October 9, 2020
People & Places

Les Burdett: The Pitch Whisperer

The best-known oval curator from Adelaide to India, Les Burdett has earned the respect and admiration of cricket fans worldwide. SALIFE finds out if the grass is greener 10 years into retirement.

Les with wife Jane Burdett at their West Beach home.

Les Burdett’s collection of memorabilia includes cricket bats signed by Sir Don Bradman for each of Les’ daughters Zoe and Emma (photograph Ben Kelly).

“What have I done?” Les Burdett approached the hallowed Adelaide Oval gates in a familiar ritual he’d carried out most days of his adult life. The Moreton Bay figs, the scoreboard, the hill and the cathedral in the distance; everything was as it should be. But on this occasion, something was off.

He scanned his member’s ticket at the gate and continued into the ground. It was the first Test match after his retirement from the curator’s job in 2010 and, for the first time in 41 years, Les was a spectator. “I thought, ‘No, I’ve made a mistake … I’ve let all this go’,” remembers Les, who endured all five days of that Test like a sportsman forced to watch his team from the grandstand.

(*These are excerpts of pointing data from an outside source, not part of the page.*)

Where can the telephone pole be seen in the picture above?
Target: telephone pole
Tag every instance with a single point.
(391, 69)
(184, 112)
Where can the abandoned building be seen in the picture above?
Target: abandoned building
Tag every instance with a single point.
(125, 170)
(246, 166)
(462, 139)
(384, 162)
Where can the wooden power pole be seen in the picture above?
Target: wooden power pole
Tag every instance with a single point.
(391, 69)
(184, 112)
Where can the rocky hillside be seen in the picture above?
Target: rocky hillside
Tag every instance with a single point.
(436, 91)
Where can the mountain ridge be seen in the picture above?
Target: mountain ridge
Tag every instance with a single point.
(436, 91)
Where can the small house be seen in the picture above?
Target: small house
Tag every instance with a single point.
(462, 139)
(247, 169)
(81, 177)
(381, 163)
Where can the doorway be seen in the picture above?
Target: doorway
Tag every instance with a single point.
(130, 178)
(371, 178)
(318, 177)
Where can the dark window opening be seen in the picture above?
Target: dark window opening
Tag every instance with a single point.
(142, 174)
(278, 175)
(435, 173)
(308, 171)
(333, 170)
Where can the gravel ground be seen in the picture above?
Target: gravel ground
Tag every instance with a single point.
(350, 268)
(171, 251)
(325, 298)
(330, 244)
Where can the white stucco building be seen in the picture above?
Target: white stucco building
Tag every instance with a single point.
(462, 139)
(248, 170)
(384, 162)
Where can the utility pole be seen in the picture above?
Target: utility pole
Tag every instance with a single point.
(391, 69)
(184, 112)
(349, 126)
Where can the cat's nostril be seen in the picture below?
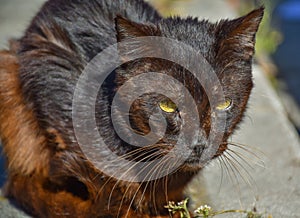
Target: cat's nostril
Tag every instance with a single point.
(198, 149)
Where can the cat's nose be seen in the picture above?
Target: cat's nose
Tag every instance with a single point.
(198, 149)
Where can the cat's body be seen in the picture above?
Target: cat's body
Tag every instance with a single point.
(48, 175)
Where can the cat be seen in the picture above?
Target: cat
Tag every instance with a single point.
(48, 173)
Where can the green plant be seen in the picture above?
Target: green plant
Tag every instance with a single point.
(207, 212)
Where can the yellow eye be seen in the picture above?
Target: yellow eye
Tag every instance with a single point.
(168, 106)
(225, 105)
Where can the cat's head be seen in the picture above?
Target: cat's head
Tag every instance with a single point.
(228, 46)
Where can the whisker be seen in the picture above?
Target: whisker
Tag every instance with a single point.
(145, 158)
(133, 198)
(247, 178)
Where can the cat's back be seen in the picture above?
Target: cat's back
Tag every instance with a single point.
(88, 25)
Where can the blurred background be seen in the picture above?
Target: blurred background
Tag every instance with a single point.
(273, 126)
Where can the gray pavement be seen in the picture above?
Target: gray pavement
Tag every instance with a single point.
(274, 171)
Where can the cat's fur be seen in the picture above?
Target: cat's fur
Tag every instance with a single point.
(48, 175)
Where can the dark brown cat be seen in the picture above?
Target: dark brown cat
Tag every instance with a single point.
(48, 173)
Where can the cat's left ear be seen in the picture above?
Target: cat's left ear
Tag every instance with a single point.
(127, 29)
(237, 37)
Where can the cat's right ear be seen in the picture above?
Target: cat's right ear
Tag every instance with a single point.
(127, 29)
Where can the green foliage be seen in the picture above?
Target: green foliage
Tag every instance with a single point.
(207, 212)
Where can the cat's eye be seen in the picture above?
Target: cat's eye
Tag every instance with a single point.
(224, 105)
(168, 106)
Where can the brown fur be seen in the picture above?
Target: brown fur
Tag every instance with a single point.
(24, 143)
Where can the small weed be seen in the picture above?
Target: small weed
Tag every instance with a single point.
(207, 212)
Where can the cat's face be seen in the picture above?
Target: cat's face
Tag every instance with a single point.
(228, 46)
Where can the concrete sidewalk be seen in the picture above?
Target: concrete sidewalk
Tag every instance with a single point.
(274, 180)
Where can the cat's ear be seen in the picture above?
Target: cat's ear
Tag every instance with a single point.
(237, 37)
(127, 29)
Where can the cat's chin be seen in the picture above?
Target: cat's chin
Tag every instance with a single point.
(191, 166)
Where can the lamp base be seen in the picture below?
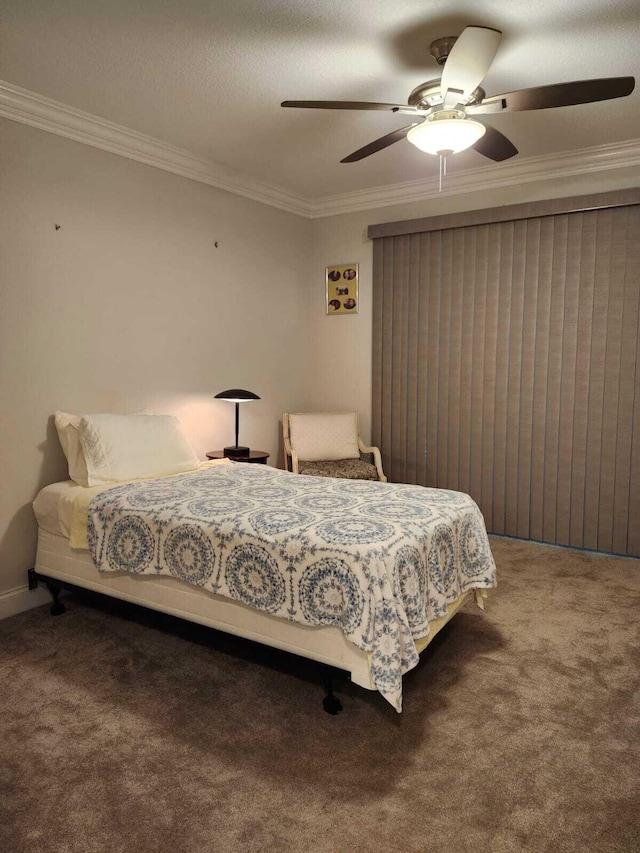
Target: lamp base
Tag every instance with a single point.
(236, 451)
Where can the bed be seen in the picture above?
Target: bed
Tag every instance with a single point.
(356, 575)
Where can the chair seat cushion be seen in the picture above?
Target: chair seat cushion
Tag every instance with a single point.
(349, 469)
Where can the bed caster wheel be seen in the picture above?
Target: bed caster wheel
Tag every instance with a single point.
(332, 705)
(57, 608)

It is now 10 years since the man dubbed “the pitch whisperer” called stumps on his career at the oval. As is often the case with sporting greats, the transition to retirement is not easy at first. “It took me six months to get over it, but I look back now and it was definitely the right decision and time to hand the baton over, too,” says Les.

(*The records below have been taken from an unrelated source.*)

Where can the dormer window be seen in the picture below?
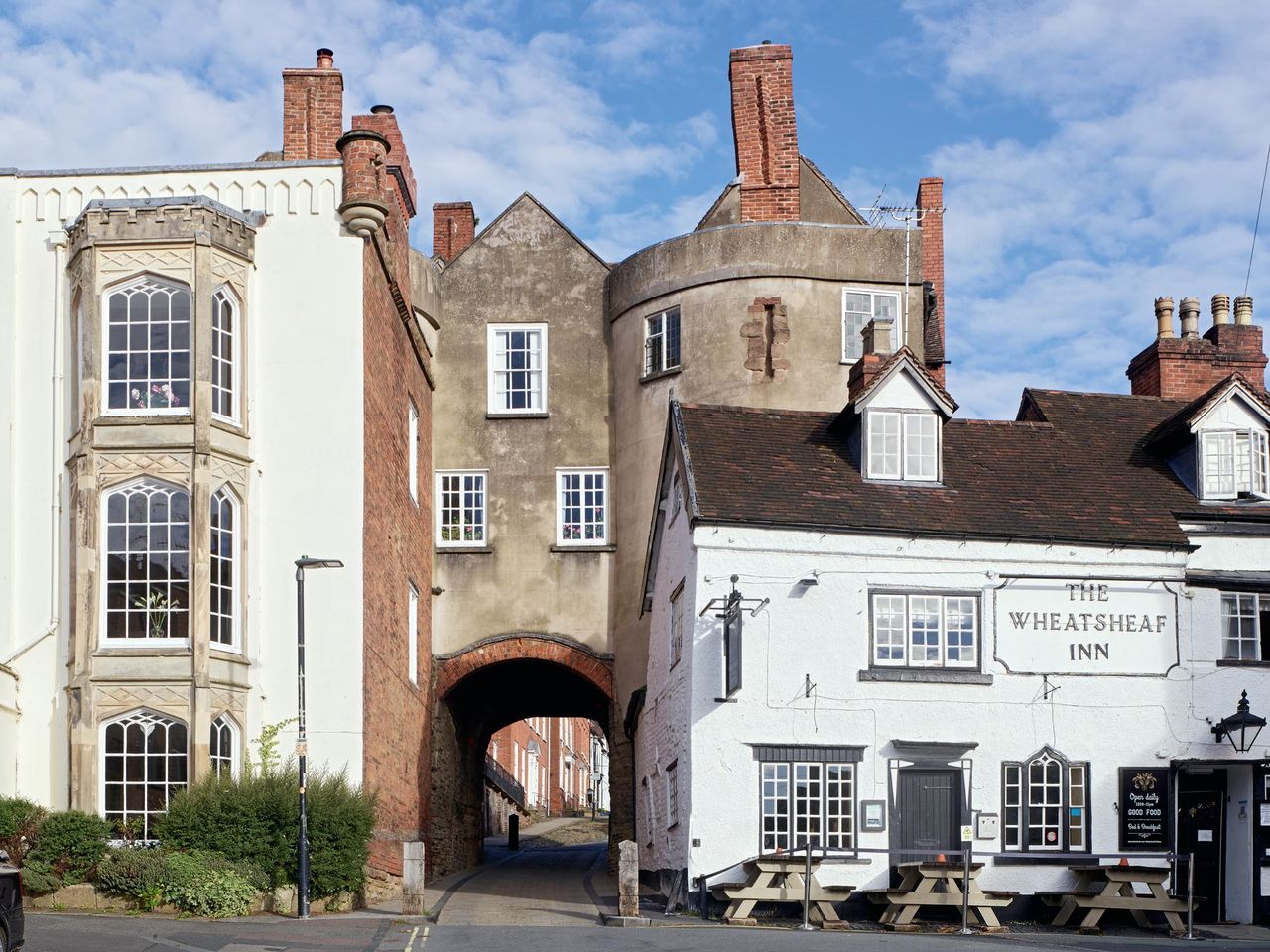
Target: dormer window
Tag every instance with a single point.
(1234, 462)
(903, 445)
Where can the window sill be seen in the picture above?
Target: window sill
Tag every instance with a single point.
(659, 375)
(933, 675)
(1032, 860)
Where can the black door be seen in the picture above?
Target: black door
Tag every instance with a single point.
(1202, 830)
(929, 811)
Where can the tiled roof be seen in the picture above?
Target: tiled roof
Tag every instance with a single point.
(1074, 470)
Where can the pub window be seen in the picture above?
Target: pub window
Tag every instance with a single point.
(1047, 803)
(1245, 626)
(922, 630)
(807, 801)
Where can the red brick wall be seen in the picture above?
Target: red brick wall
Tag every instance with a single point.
(930, 197)
(313, 112)
(453, 226)
(1187, 367)
(765, 131)
(397, 538)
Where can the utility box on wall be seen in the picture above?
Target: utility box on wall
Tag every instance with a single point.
(985, 826)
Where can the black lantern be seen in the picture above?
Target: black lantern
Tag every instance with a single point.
(1241, 728)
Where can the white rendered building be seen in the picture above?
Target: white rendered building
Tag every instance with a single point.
(1028, 627)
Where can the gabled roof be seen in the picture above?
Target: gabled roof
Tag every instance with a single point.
(536, 203)
(1078, 471)
(907, 359)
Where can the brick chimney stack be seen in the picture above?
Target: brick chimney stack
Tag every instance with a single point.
(1189, 366)
(930, 202)
(453, 226)
(313, 109)
(765, 131)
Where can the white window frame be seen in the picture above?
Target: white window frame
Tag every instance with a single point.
(901, 331)
(656, 329)
(107, 350)
(413, 633)
(146, 643)
(235, 356)
(606, 507)
(144, 717)
(439, 481)
(493, 407)
(943, 651)
(226, 724)
(412, 448)
(905, 426)
(235, 555)
(1248, 463)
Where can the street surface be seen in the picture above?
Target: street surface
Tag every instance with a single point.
(538, 900)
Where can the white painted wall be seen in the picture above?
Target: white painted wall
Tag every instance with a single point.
(824, 634)
(305, 407)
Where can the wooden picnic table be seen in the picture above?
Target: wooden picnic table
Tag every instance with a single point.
(1102, 888)
(780, 880)
(935, 884)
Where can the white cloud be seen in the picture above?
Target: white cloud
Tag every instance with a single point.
(1142, 181)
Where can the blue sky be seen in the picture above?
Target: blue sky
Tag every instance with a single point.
(1095, 154)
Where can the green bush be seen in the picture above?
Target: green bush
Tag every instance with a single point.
(19, 819)
(255, 819)
(198, 888)
(71, 844)
(136, 874)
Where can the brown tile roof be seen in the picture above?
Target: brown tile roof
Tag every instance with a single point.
(1076, 470)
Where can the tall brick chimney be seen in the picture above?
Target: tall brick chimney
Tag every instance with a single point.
(765, 131)
(453, 226)
(1189, 366)
(930, 200)
(313, 109)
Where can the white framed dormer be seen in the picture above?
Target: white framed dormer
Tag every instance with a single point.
(517, 370)
(858, 307)
(1232, 445)
(902, 425)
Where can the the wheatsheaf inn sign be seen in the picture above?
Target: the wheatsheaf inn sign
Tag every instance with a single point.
(1086, 626)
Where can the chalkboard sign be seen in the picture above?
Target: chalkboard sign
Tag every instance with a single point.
(1146, 798)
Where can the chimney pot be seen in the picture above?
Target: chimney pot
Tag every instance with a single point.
(1220, 308)
(1164, 317)
(1243, 309)
(1189, 315)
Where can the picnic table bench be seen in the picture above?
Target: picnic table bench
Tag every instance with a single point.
(939, 884)
(780, 880)
(1103, 888)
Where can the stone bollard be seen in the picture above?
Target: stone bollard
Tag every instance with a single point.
(627, 880)
(412, 879)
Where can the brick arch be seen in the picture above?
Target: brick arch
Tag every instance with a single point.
(593, 666)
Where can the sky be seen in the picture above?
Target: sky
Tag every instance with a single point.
(1095, 154)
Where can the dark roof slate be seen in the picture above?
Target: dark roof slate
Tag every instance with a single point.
(1075, 470)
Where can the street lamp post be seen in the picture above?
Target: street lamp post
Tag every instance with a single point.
(303, 739)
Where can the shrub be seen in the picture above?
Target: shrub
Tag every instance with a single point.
(136, 874)
(198, 888)
(19, 819)
(255, 819)
(71, 844)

As an honorary life member of the South Australian Cricket Association, Les’ name adorns the same honour board as those of Sir Donald Bradman and Ian Chappell. He’s garnered accolades such as the Australian Sports Medal, the Australian Centenary Medal and the Medal of the Order of Australia. Not bad for a groundskeeper.

“The pitch doctor” has been called upon to advise on the health of pitches around the world, and continues to lend his expertise to sporting grounds across the country, from suburban cricket clubs to the MCG. 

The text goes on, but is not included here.